Grapes are best planted on a slight slope to be watered by gravity rather than sprinklers or drip irrigation, which can wash out newly formed roots on level ground. If you live where summers are hot and winters are cold, plant grapes against a wall or fence that offers protection against winter sun and summer heat. A quick-growing vine-like ‘Concord’ or ‘Niagara’ can be grown on a spacious arbor, but if you want to grow grapes over an existing structure such as a deck, remember that grape roots will eventually damage the decking and interfere with proper drainage.
Grapes need plants at least 8 inches deep to prosper. That means you either need sandy soil or no-dig landscape fabric at least 10 inches down before you put in rocks or sharp sand for drainage. The other obvious requirement is sun exposure, but not too much sun—grape vines abhor hot afternoon sun reflected from a south-facing brick wall. On a flat site, place the vines against a north-facing wall where they’ll get early morning sunshine and shade during summer’s peak heat. Where there’s no good sunny spot, grow grapes in containers on decks or patios (see Homeowner Tip #2).

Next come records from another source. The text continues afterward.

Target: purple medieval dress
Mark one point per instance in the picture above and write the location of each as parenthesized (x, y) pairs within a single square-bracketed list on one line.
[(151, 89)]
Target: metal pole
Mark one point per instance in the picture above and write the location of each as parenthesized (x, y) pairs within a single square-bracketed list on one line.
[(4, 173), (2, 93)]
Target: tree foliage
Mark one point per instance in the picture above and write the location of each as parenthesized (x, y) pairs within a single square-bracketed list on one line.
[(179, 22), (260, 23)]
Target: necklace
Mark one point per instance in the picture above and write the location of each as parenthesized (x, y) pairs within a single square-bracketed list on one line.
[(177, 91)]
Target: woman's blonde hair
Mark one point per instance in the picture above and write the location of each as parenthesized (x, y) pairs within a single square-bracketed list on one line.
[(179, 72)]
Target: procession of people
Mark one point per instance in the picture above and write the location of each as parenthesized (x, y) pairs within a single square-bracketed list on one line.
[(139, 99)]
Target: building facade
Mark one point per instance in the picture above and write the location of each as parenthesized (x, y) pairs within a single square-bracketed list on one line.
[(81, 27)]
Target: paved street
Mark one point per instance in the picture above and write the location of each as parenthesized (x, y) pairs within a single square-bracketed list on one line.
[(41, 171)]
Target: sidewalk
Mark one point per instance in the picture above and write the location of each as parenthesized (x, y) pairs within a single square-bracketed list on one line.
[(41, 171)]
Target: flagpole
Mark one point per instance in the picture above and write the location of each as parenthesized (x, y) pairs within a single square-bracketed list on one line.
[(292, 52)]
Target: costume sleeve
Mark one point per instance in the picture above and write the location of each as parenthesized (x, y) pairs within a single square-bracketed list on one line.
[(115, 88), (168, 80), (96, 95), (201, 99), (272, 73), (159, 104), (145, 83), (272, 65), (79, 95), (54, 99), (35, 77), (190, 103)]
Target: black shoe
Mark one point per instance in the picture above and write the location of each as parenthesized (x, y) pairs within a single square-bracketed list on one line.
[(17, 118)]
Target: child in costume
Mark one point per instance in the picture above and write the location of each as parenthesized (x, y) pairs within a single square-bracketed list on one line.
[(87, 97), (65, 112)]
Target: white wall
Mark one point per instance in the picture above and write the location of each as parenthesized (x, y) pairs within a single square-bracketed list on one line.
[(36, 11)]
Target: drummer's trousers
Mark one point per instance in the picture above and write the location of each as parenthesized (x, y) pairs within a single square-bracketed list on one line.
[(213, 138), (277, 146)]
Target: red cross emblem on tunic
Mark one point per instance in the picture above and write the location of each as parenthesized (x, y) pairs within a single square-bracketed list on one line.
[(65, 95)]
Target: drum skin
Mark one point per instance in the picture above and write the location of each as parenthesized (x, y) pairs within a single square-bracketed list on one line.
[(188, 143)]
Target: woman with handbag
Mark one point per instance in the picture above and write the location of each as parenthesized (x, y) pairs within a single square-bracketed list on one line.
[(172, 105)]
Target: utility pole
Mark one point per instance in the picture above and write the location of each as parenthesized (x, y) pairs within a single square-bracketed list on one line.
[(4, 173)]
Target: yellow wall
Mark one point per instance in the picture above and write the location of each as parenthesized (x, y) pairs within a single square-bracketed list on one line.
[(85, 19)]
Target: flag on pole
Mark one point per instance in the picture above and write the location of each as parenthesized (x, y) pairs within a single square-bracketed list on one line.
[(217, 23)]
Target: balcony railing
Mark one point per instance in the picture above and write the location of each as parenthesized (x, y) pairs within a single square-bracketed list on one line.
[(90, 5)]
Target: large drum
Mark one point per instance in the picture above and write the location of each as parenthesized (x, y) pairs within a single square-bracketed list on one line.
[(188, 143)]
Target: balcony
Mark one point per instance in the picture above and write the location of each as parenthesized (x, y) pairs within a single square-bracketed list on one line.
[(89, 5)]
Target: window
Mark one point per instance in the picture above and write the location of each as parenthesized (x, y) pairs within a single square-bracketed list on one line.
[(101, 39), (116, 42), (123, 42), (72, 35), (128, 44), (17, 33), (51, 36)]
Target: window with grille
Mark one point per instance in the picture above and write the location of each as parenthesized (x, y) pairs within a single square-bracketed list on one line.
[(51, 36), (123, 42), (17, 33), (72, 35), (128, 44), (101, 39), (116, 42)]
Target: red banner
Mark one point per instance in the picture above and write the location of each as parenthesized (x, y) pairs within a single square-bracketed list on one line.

Grapes need plenty of fertilizer. Most soils in the East are too acidic for grape production. Grapevines often show acid deficiency symptoms long before they reach their productive years—even when grown in neutral soil amended with dolomite lime. If you’ve ever seen yellow leaves (chlorosis), then look at your soil pH to see if it’s below 5.5—the lower, the better, so most grapes will produce well with little additional treatment beyond regular fertilization with an acidic fertilizer like Rose Tone™. If your soil is alkaline above 6.0, add sulphur monthly beginning the spring after you plant and continuing every month until the end of August to lower soil pH. If you’re growing grapes in containers, use a low nitrogen, high phosphorus potting mix that contains dolomite lime.
Grapes don’t like wet feet. Mounding up their planting area with additional soil, so there are at least 8 inches between the top of the root ball and the surface is an excellent way to prevent soggy roots after heavy rains or irrigation.